Yesterday, the Boston Globe wrote an editorial that seems to come out against New York Governor Spitzer’s plan to issue driver’s licenses to illegal aliens. Their main argument against his three-tiered plan (one for citizens and legal residents, one good enough to gain entry into Canada, and the third a lower-level one only good as ID in New York State) is that it will become a de facto way of identifying illegal aliens, as anyone who qualifies for the first two would most likely avoid the third. This would “stigmatize” the bearers of that ID, and that is BAD.
My first idea was to cut and paste the editorial, then find and replace every instance of “undocumented” with “illegal.” (For the record, there is one use of “illegal aliens” and one of “illegals,” but four “undocumented immigrants,” one “undocumented drivers,” and one speculative “the formerly undocumented.”) How differently would the piece read if it referred to “illegal aliens” throughout, along with “unlicensed drivers?”
But then another thought occurred to me. The conceit behind such programs, as I understand it, is to “separate the wheat from the chaff,” to restrict law enforcement to those illegal aliens who are busily committing serious crimes and not go after those whose offenses are lesser — being in the US without permission, identity theft, tax evasion, fraud, and all the other petty offenses necessary to continue living in the United States illegally.
But I was reminded that this was New York, and that brought to mind Rudy Giuliani’s cleaning-up of New York City. One of the things he did that helped tremendously was he ordered his police to go after ALL crimes, not to just focus on the big crimes and let the lesser ones slide.

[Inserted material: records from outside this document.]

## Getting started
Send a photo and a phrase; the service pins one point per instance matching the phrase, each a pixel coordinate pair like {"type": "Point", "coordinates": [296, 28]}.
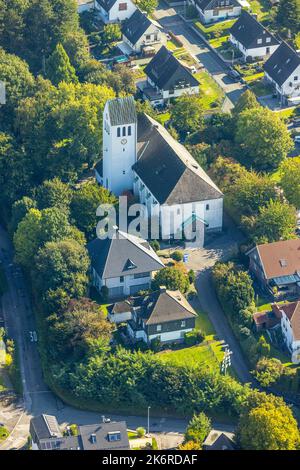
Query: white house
{"type": "Point", "coordinates": [139, 32]}
{"type": "Point", "coordinates": [166, 78]}
{"type": "Point", "coordinates": [217, 10]}
{"type": "Point", "coordinates": [164, 315]}
{"type": "Point", "coordinates": [114, 11]}
{"type": "Point", "coordinates": [283, 71]}
{"type": "Point", "coordinates": [140, 155]}
{"type": "Point", "coordinates": [124, 264]}
{"type": "Point", "coordinates": [252, 39]}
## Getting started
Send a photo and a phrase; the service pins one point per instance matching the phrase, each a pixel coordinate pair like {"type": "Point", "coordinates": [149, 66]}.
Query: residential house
{"type": "Point", "coordinates": [252, 39]}
{"type": "Point", "coordinates": [114, 11]}
{"type": "Point", "coordinates": [282, 70]}
{"type": "Point", "coordinates": [140, 32]}
{"type": "Point", "coordinates": [140, 155]}
{"type": "Point", "coordinates": [276, 266]}
{"type": "Point", "coordinates": [46, 435]}
{"type": "Point", "coordinates": [166, 78]}
{"type": "Point", "coordinates": [125, 264]}
{"type": "Point", "coordinates": [165, 315]}
{"type": "Point", "coordinates": [217, 10]}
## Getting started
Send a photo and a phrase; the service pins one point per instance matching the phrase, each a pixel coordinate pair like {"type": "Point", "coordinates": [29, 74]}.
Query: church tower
{"type": "Point", "coordinates": [119, 144]}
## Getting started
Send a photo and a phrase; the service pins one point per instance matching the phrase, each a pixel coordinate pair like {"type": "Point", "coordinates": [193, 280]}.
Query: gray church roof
{"type": "Point", "coordinates": [282, 63]}
{"type": "Point", "coordinates": [167, 168]}
{"type": "Point", "coordinates": [121, 255]}
{"type": "Point", "coordinates": [166, 72]}
{"type": "Point", "coordinates": [122, 111]}
{"type": "Point", "coordinates": [136, 26]}
{"type": "Point", "coordinates": [247, 30]}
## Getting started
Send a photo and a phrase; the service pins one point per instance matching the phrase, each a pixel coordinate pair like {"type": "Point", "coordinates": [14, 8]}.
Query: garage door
{"type": "Point", "coordinates": [135, 289]}
{"type": "Point", "coordinates": [115, 291]}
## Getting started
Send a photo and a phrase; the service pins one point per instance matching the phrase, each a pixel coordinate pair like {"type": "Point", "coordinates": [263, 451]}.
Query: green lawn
{"type": "Point", "coordinates": [206, 355]}
{"type": "Point", "coordinates": [209, 90]}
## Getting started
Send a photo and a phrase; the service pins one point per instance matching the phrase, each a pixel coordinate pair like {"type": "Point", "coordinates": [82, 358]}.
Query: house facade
{"type": "Point", "coordinates": [164, 315]}
{"type": "Point", "coordinates": [140, 155]}
{"type": "Point", "coordinates": [276, 266]}
{"type": "Point", "coordinates": [167, 78]}
{"type": "Point", "coordinates": [114, 11]}
{"type": "Point", "coordinates": [282, 70]}
{"type": "Point", "coordinates": [252, 39]}
{"type": "Point", "coordinates": [140, 32]}
{"type": "Point", "coordinates": [217, 10]}
{"type": "Point", "coordinates": [124, 264]}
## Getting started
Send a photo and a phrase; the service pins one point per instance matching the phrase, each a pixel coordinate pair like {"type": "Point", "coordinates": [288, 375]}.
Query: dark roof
{"type": "Point", "coordinates": [122, 111]}
{"type": "Point", "coordinates": [163, 306]}
{"type": "Point", "coordinates": [168, 169]}
{"type": "Point", "coordinates": [110, 257]}
{"type": "Point", "coordinates": [96, 436]}
{"type": "Point", "coordinates": [247, 30]}
{"type": "Point", "coordinates": [106, 4]}
{"type": "Point", "coordinates": [136, 26]}
{"type": "Point", "coordinates": [212, 4]}
{"type": "Point", "coordinates": [167, 72]}
{"type": "Point", "coordinates": [282, 63]}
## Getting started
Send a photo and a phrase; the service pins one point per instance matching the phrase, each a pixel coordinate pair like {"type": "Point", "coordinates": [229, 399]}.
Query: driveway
{"type": "Point", "coordinates": [196, 46]}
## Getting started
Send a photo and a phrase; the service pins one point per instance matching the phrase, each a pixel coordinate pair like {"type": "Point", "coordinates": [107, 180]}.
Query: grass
{"type": "Point", "coordinates": [209, 90]}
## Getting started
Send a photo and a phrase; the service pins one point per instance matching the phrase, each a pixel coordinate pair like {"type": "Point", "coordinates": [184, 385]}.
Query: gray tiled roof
{"type": "Point", "coordinates": [168, 169]}
{"type": "Point", "coordinates": [167, 72]}
{"type": "Point", "coordinates": [136, 26]}
{"type": "Point", "coordinates": [247, 30]}
{"type": "Point", "coordinates": [122, 111]}
{"type": "Point", "coordinates": [282, 63]}
{"type": "Point", "coordinates": [110, 257]}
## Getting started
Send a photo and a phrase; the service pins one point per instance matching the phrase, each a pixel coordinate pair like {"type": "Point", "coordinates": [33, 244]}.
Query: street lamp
{"type": "Point", "coordinates": [148, 430]}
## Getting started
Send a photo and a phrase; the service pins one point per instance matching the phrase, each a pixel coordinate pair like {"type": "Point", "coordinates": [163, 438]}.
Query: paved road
{"type": "Point", "coordinates": [38, 398]}
{"type": "Point", "coordinates": [171, 21]}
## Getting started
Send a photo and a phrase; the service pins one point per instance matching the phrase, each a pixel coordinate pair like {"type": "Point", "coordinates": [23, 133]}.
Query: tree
{"type": "Point", "coordinates": [173, 278]}
{"type": "Point", "coordinates": [85, 202]}
{"type": "Point", "coordinates": [62, 264]}
{"type": "Point", "coordinates": [289, 181]}
{"type": "Point", "coordinates": [288, 15]}
{"type": "Point", "coordinates": [263, 138]}
{"type": "Point", "coordinates": [197, 429]}
{"type": "Point", "coordinates": [59, 68]}
{"type": "Point", "coordinates": [148, 6]}
{"type": "Point", "coordinates": [270, 426]}
{"type": "Point", "coordinates": [79, 328]}
{"type": "Point", "coordinates": [53, 193]}
{"type": "Point", "coordinates": [275, 221]}
{"type": "Point", "coordinates": [187, 114]}
{"type": "Point", "coordinates": [246, 101]}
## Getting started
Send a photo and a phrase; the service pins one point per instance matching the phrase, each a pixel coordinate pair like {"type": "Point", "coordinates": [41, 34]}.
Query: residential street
{"type": "Point", "coordinates": [194, 44]}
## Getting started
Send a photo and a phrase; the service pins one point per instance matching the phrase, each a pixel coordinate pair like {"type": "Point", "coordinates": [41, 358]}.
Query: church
{"type": "Point", "coordinates": [139, 155]}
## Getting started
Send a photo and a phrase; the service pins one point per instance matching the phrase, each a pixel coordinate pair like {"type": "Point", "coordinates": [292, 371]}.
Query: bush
{"type": "Point", "coordinates": [177, 256]}
{"type": "Point", "coordinates": [193, 337]}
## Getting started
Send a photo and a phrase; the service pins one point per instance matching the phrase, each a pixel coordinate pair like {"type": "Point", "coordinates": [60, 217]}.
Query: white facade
{"type": "Point", "coordinates": [290, 88]}
{"type": "Point", "coordinates": [120, 11]}
{"type": "Point", "coordinates": [257, 52]}
{"type": "Point", "coordinates": [287, 331]}
{"type": "Point", "coordinates": [219, 14]}
{"type": "Point", "coordinates": [119, 154]}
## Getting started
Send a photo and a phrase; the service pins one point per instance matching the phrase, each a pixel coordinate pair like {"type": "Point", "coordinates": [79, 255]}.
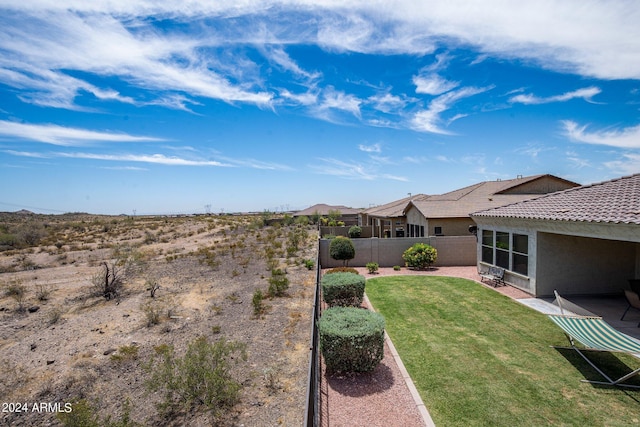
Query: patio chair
{"type": "Point", "coordinates": [634, 301]}
{"type": "Point", "coordinates": [597, 335]}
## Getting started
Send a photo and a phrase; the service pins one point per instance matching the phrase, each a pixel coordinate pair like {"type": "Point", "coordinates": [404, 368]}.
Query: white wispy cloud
{"type": "Point", "coordinates": [343, 169]}
{"type": "Point", "coordinates": [64, 136]}
{"type": "Point", "coordinates": [375, 148]}
{"type": "Point", "coordinates": [430, 120]}
{"type": "Point", "coordinates": [352, 170]}
{"type": "Point", "coordinates": [333, 99]}
{"type": "Point", "coordinates": [159, 159]}
{"type": "Point", "coordinates": [629, 164]}
{"type": "Point", "coordinates": [387, 103]}
{"type": "Point", "coordinates": [628, 137]}
{"type": "Point", "coordinates": [576, 161]}
{"type": "Point", "coordinates": [43, 44]}
{"type": "Point", "coordinates": [584, 93]}
{"type": "Point", "coordinates": [281, 58]}
{"type": "Point", "coordinates": [433, 84]}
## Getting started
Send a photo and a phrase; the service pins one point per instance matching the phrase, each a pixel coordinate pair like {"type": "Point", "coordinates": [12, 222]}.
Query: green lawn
{"type": "Point", "coordinates": [479, 358]}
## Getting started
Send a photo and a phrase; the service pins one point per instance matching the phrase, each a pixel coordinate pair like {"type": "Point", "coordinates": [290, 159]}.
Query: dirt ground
{"type": "Point", "coordinates": [59, 342]}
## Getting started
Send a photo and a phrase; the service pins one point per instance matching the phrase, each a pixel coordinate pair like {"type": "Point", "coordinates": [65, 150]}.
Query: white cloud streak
{"type": "Point", "coordinates": [159, 159]}
{"type": "Point", "coordinates": [433, 84]}
{"type": "Point", "coordinates": [430, 120]}
{"type": "Point", "coordinates": [628, 165]}
{"type": "Point", "coordinates": [622, 138]}
{"type": "Point", "coordinates": [375, 148]}
{"type": "Point", "coordinates": [64, 136]}
{"type": "Point", "coordinates": [584, 93]}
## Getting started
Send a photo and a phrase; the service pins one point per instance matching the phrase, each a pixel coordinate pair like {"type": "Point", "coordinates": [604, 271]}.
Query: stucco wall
{"type": "Point", "coordinates": [581, 265]}
{"type": "Point", "coordinates": [452, 250]}
{"type": "Point", "coordinates": [451, 226]}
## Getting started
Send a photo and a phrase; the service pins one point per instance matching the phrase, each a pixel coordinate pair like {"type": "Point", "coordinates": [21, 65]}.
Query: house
{"type": "Point", "coordinates": [448, 214]}
{"type": "Point", "coordinates": [388, 220]}
{"type": "Point", "coordinates": [347, 215]}
{"type": "Point", "coordinates": [580, 241]}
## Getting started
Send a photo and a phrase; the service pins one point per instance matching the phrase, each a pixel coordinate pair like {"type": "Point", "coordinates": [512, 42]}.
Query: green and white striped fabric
{"type": "Point", "coordinates": [596, 334]}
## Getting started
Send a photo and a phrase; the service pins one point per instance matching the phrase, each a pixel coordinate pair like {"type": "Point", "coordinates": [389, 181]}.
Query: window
{"type": "Point", "coordinates": [502, 249]}
{"type": "Point", "coordinates": [507, 250]}
{"type": "Point", "coordinates": [520, 254]}
{"type": "Point", "coordinates": [487, 246]}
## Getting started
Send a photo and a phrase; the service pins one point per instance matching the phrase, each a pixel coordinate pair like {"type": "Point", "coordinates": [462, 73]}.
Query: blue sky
{"type": "Point", "coordinates": [160, 107]}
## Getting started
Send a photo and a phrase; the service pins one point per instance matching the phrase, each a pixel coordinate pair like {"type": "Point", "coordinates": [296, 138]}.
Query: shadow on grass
{"type": "Point", "coordinates": [362, 384]}
{"type": "Point", "coordinates": [608, 363]}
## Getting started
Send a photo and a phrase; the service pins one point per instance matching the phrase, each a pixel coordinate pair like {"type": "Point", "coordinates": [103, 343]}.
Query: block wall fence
{"type": "Point", "coordinates": [452, 251]}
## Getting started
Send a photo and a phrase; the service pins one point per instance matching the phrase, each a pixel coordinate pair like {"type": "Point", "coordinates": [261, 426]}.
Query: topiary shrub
{"type": "Point", "coordinates": [341, 248]}
{"type": "Point", "coordinates": [420, 256]}
{"type": "Point", "coordinates": [372, 267]}
{"type": "Point", "coordinates": [355, 231]}
{"type": "Point", "coordinates": [343, 289]}
{"type": "Point", "coordinates": [351, 339]}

I wonder if the same sort of approach might help on the issue of illegal aliens. Simply institute an “illegal is illegal” policy, and see how that works.
I once read a novel that quoted Chairman Mao about insurgents — they must swim like fish among the sea of peasants. The idea was that insurgents/terrorists/rebels should blend in with the civilian populace, invisible and drawing strength from them, until they strike — and then fade back into the background.
The solution the character in the novel used was to “drain the pond” — he rounded up whole groups of people and drove them across his borders into the nations of his neighbors. It was a win-win-win-win for him — he got rid of dissidents and potential dissidents, weakened his neighbors as they had to care for the refugees, it provided him with a ready path for sending infiltrators and trouble-makers into those nations, and then had a ready-made justification for overthrowing those governments when they failed to take care of those people.
The plan, as executed by General Belewa, was grotesquely cruel and inhumane, and helped eventually to his defeat. But the core of the idea is solid — so many of the serious criminals among the illegal aliens draw their support — willingly or not — from the general community of illegal aliens.
We already have a ready-made justification for draining the pond of illegal aliens — they’re here illegally, let’s send them home. And as the water drops, the bigger fish will be exposed and end up flopping around, making them easier to find.
The beauty of the plan is that it isn’t overly vulnerable to the “perfection fallacy” — “there’s no way we can deport all 12/15/20/30 million illegal aliens!” My normal response is “well, we certainly can’t if we don’t try.” But in this case, we don’t need to get rid of all of them — just a significant portion ought to put a dent in the real problem ones. And it wouldn’t require any new laws — just enforcement of existing ones.
Which is why I don’t expect it to go anywhere. It’s too simple, too fair, too common-sensical. It’s doomed as national policy.